Alles, was entsteht, geht auch zugrunde

Christoph Hein über den Untergang der DDR und dessen Folgen, über Literatur aus dem Osten und den Umgang mit ihr

CHRISTOPH HEIN wurde 1944 als Sohn eines evangelischen Geistlichen mit vielen Kindern in Schlesien geboren. Seine Jugend wurde überschattet vom Verlust der Heimat. Wo immer er nach der Aussiedlung aus Schlesien auch hinkam, stets wurde er abschätzig als »Pfaffe« diffamiert. In der DDR bekam er keinen Platz an der Erweiterten Oberschule. Er ging nach Westberlin, um sein Abitur zu machen. Nach dem 13. August 1961 war ihm ein Weiterbesuch der Schule in Westberlin verwehrt. Ehe er zur Abendschule in der DDR zugelassen wurde, dauerte es zwei Jahre. Als er an der Filmhochschule studieren wollte, wurde er nach einer Woche wieder exmatrikuliert, »weil ein Minister etwas dagegen hatte«. 1967 begann er an der Universität Leipzig ein Studium der Philosophie und Logik, das er 1971 in Berlin abschloss. Schon mit zwölf Jahren hatte er angefangen zu schreiben. Seit 1979 ist er freier Schriftsteller und zählt mit seinen Romanen und Theaterstücken heute zu den wichtigsten deutschen Autoren der Gegenwart. Im Wendeherbst stand er auf Seiten der Bürgerrechtler, forderte am 4. November auf dem Berliner Alexanderplatz »einen Sozialismus, der dieses Wort nicht zur Karikatur macht«, obwohl dieser Traum, wie er einmal erklärte, für ihn schon 1968 begraben war. Die bundesrepublikanische Gesellschaftsform als nunmehr gesamtdeutsche begrüßte er nicht. »Unverwendbar für ideologische Zwecke – wer so war, der bleibt das auch«, konnte man anlässlich seines 65. Geburtstages in der Presse lesen. Das Gespräch mit Christoph Hein führte ADELBERT REIF.

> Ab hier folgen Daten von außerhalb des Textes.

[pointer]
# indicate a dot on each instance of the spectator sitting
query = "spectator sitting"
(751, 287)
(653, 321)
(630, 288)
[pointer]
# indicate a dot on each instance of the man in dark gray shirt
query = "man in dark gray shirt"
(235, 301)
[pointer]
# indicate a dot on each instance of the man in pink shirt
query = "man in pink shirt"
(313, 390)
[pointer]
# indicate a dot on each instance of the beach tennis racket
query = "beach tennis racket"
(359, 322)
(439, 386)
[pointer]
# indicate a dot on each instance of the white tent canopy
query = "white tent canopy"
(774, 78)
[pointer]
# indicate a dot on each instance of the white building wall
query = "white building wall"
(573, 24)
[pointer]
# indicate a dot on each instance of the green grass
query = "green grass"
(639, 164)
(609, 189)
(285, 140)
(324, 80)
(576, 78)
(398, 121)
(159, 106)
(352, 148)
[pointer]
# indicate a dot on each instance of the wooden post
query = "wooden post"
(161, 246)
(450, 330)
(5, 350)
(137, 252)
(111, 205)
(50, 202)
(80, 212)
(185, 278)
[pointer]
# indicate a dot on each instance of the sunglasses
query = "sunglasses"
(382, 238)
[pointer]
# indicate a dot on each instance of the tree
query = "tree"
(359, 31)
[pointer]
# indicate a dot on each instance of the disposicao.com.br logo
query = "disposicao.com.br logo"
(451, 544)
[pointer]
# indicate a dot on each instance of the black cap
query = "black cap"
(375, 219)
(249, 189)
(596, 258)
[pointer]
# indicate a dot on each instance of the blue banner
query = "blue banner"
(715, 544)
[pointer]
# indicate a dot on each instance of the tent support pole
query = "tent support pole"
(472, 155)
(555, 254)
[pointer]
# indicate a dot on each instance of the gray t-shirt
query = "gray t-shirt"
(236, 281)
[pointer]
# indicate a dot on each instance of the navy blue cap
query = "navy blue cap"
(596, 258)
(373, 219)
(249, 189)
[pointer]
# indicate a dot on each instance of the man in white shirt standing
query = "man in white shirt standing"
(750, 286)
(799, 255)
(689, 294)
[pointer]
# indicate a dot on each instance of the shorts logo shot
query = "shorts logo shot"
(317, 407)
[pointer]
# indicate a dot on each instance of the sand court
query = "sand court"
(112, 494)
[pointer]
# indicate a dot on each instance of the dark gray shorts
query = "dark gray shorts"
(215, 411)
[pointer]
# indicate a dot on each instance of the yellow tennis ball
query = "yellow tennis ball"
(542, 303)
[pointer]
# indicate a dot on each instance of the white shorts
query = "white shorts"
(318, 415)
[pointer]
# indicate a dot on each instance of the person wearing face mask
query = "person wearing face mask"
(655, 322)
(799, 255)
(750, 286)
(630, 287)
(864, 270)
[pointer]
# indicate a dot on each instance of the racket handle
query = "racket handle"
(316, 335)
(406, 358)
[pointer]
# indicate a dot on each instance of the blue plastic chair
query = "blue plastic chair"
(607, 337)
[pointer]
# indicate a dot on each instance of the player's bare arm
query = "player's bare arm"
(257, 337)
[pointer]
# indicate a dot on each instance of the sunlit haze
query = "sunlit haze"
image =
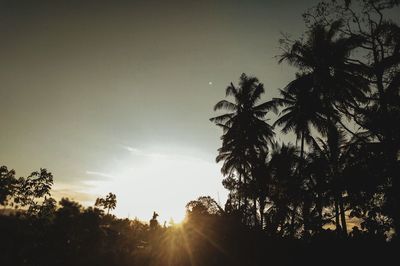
(116, 96)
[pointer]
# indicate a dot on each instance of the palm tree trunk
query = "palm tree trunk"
(342, 214)
(319, 209)
(338, 228)
(239, 190)
(262, 207)
(255, 211)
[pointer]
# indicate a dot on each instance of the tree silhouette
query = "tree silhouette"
(245, 132)
(108, 203)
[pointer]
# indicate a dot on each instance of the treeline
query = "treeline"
(343, 108)
(330, 197)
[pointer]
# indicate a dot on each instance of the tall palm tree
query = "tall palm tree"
(245, 131)
(328, 75)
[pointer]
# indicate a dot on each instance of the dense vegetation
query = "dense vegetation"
(335, 192)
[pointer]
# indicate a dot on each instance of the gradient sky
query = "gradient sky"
(116, 95)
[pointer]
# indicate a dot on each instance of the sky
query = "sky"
(116, 96)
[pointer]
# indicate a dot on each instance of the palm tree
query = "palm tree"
(245, 131)
(332, 80)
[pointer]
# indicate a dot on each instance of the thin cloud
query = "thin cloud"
(95, 173)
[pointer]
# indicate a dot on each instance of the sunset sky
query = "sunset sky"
(116, 96)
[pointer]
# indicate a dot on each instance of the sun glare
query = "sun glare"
(146, 181)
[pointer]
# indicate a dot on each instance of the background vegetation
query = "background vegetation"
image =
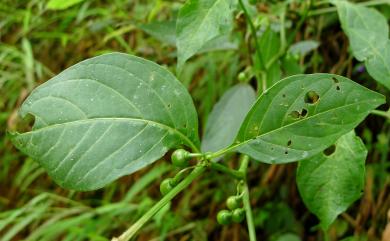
(38, 40)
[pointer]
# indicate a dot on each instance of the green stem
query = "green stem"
(234, 173)
(128, 234)
(334, 9)
(246, 200)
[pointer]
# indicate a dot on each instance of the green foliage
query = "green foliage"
(180, 158)
(227, 116)
(200, 21)
(300, 116)
(234, 202)
(62, 4)
(224, 217)
(368, 33)
(330, 182)
(281, 127)
(114, 117)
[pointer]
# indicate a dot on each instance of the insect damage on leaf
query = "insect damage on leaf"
(106, 117)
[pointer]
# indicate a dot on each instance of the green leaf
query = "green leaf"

ND: Herr Hein, welche Gedanken bewegten Sie, als vor zwanzig Jahren die DDR von der historischen Bühne verschwand?
Hein: Am 9. November 1989 war mir klar, dass die DDR verschwinden würde. Nur, wie dann tatsächlich so ein Staat aufhört zu existieren, der doch lange und weiträumig das Leben von Menschen bestimmt hat, das war schwer vorstellbar. Dass eine Weltmacht sich ohne Krieg und Gewalt von der Bühne verabschiedet, hat es bis auf das Römische Reich nie gegeben. Umberto Eco sprach davon, dass man die Auswirkungen des Zerfalls des Römischen Reiches noch 800 Jahre später verspüren könne. Er meinte, selbst den Zerfall der K.u.K.-Mo- narchie aus bestimmten Ereignissen des Zerfalls des Römischen Reiches herzuleiten. Ich weiß nicht, wieweit das korrekt ist. Aber der Zerfall dieses russischen Imperiums wird die nächsten 50, vielleicht sogar 200 Jahre bestimmen.

Friedrich Schorlemmer schrieb vor kurzem: »Mit Ende des Sowjetsystems verlieren d...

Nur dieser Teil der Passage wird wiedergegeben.